The Middle School Regents Initiative functions through a partnership between teachers at participating middle schools and their counterparts at three City high schools—Frederick Douglass Academy in Harlem, Benjamin Banneker Academy in Brooklyn, and Grover Cleveland High School in Queens. Middle and high school educators work together from December through June to develop lessons that feature advanced concepts that are adjusted to accommodate the learning habits of middle school students.

Participating in the program is a big commitment for students: New York State requires that students have 120 hours of classroom preparation before taking the exam. That means each eighth-grader must attend six hours of after-school classes each week, as well as participating in tutoring sessions every Saturday. The weekday lessons take place at students’ middle schools. On Saturday, the students and their math teachers travel to their partner high schools for sessions with high school math teachers.

Students at IS 349 in Bushwick, one of the participating middle schools, say the hard work is worth it.

“At the beginning, none of us really wanted to do this,” said Roseley Disla, an eighth-grader at IS 349. “But now we just want to see how much further we can go.”

Roseley’s diligence has already started to pay off for her; earlier this month she was admitted to Brooklyn Tech, one of New York’s top selective high schools.

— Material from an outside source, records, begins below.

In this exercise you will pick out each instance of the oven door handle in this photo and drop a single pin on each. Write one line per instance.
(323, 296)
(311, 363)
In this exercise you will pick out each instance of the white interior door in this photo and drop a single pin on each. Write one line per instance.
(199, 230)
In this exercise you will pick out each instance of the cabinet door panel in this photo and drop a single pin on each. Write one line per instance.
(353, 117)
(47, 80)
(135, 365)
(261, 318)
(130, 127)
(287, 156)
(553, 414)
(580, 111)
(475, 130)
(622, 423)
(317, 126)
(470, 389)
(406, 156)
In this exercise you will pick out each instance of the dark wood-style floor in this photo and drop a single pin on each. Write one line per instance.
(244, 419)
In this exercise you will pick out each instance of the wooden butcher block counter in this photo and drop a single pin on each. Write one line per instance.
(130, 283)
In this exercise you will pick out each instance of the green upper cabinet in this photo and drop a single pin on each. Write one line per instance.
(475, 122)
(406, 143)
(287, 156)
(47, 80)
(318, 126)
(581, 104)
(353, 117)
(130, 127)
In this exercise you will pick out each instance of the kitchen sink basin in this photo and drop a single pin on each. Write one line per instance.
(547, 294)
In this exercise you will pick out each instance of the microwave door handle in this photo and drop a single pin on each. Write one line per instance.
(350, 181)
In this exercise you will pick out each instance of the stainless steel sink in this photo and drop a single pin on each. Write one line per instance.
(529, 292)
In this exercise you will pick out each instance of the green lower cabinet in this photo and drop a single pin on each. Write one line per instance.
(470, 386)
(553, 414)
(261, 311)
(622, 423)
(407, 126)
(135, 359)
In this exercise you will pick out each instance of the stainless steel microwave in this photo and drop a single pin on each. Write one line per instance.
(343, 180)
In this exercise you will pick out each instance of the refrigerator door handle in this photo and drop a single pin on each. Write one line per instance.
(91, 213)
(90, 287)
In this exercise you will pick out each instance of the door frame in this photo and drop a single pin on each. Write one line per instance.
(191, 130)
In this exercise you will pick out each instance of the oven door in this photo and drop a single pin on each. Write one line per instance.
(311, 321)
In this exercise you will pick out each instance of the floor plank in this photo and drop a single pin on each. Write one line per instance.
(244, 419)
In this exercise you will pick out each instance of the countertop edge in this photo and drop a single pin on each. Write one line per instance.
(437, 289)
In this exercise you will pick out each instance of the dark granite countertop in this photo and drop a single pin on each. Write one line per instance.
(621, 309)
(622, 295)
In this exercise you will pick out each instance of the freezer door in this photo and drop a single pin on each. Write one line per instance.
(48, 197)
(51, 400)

Another eighth-grader, Russell Brown, says he’s “confident each of [the 36 participating students at IS 349] will pass the June exam.”

IS 349 Principal Roy Parris says the program is helping students.

“For many of them, this didn’t seem possible before,” he noted. “But now they’re starting to see that, with work, they can perform academically at the highest levels. They’re growing up intellectually. This confidence is the most valuable part of what’s happening here.”